SOLO, JATENG -- Meski mengakui berbagai asas dan falsafah relijius setempat, namun Undang-undang Sumatera Barat (UU Sumbar) bukan peluang membuat Peraturan Daerah (Perda) Syariah. UU ini sekedar memastikan bahwa Sumbar punya UU sendiri, terpisah dari Riau dan Jambi.
Demikian ditegaskan pakar hukum tata negara Agus Riewanto kepada awak media yang menghubunginya, Kamis (14/7/2022).
Salah satunya, urai Agus, bisa ditilik pada Pasal 5 huruf C, yang berbunyi adat dan budaya Minangkabau berdasarkan pada nilai falsafah, adat basandi syara (ABS), syara' basandi kitabullah (ABK) sesuai dengan aturan adat salingka nagari yang berlaku.

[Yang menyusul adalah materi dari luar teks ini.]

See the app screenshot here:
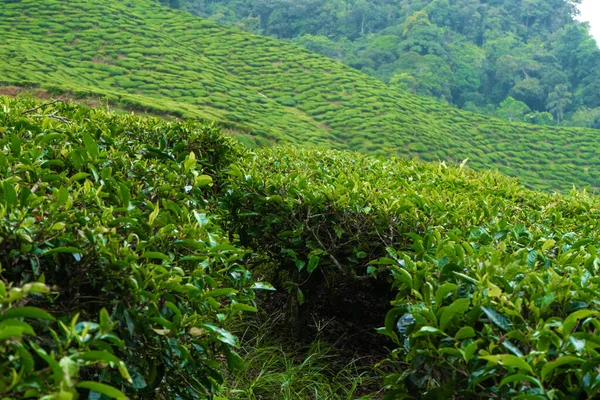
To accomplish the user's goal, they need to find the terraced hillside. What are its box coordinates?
[0,0,600,190]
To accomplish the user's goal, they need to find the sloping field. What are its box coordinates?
[0,0,600,190]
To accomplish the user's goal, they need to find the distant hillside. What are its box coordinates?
[0,0,600,190]
[165,0,600,128]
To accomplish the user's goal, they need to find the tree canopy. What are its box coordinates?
[161,0,600,127]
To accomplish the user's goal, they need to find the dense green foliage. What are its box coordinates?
[223,148,600,399]
[172,0,600,128]
[0,97,268,399]
[0,0,600,190]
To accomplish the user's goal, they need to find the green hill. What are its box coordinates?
[0,0,600,190]
[0,97,600,400]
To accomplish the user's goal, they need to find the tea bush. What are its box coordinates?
[0,0,600,191]
[222,148,600,399]
[0,97,268,399]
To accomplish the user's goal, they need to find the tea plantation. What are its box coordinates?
[0,0,600,191]
[0,97,600,400]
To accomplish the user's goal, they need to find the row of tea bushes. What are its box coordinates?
[0,0,600,191]
[0,97,268,399]
[222,148,600,399]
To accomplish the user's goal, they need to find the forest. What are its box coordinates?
[0,0,600,400]
[0,0,600,192]
[161,0,600,128]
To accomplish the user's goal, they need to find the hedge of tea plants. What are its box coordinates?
[0,0,600,191]
[0,97,269,399]
[222,148,600,399]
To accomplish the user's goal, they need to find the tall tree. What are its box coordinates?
[546,85,571,124]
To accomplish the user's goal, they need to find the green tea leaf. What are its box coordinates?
[481,307,511,332]
[479,354,533,373]
[76,381,127,400]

"Adanya prinsip ABS-SBK itu memang mencerminkan karakter masyarakat Sumbar. Hanya perlu diwaspadai kelak akan munculnya ruang keistimewaan dan penerapan perda-perda syariah di kabupaten/kota Sumbar yang bertentangan dengan prinsip Pancasila dan NKRI," ujar dosen FH UNS Surakarta itu.

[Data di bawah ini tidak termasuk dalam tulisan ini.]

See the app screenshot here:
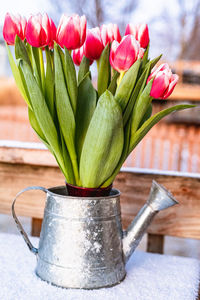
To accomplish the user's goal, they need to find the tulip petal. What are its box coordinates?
[163,74,179,99]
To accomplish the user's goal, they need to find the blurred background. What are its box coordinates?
[0,0,200,257]
[0,0,200,172]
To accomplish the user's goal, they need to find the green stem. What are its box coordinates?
[39,48,45,93]
[96,59,100,72]
[117,71,125,87]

Agus Riewanto menilai perlu kontrol dan komitmen elite lokal Sumbar dan masyarakat bahwa akomodasi ABS-SBK itu memang diakui dalam Pasal 18 UUD 1945.
"Namun tidak dalam pemaknaan seluas-luasnyanya kecuali hanya merekognisi nilai-nilainya. Bukan dimaknai keistimewaan seperti Aceh, Daerah Istimewa Yogyakarta, DKI dan Papua," cetus Agus.
Ia menegaskan DPR dan pemerintah pusat seharusnya sudah menutup keistimewaan daerah. Sebab, karakteristik empat daerah itu spesifik karena pertimbangan politik, ekonomi, keamanan dan pertanahan yang berbeda dengan Sumbar.
"Praktik desentralisasi asimetris hanya empat provinsi itu tidak untuk daerah lain, termasuk Sumbar," pungkas Agus.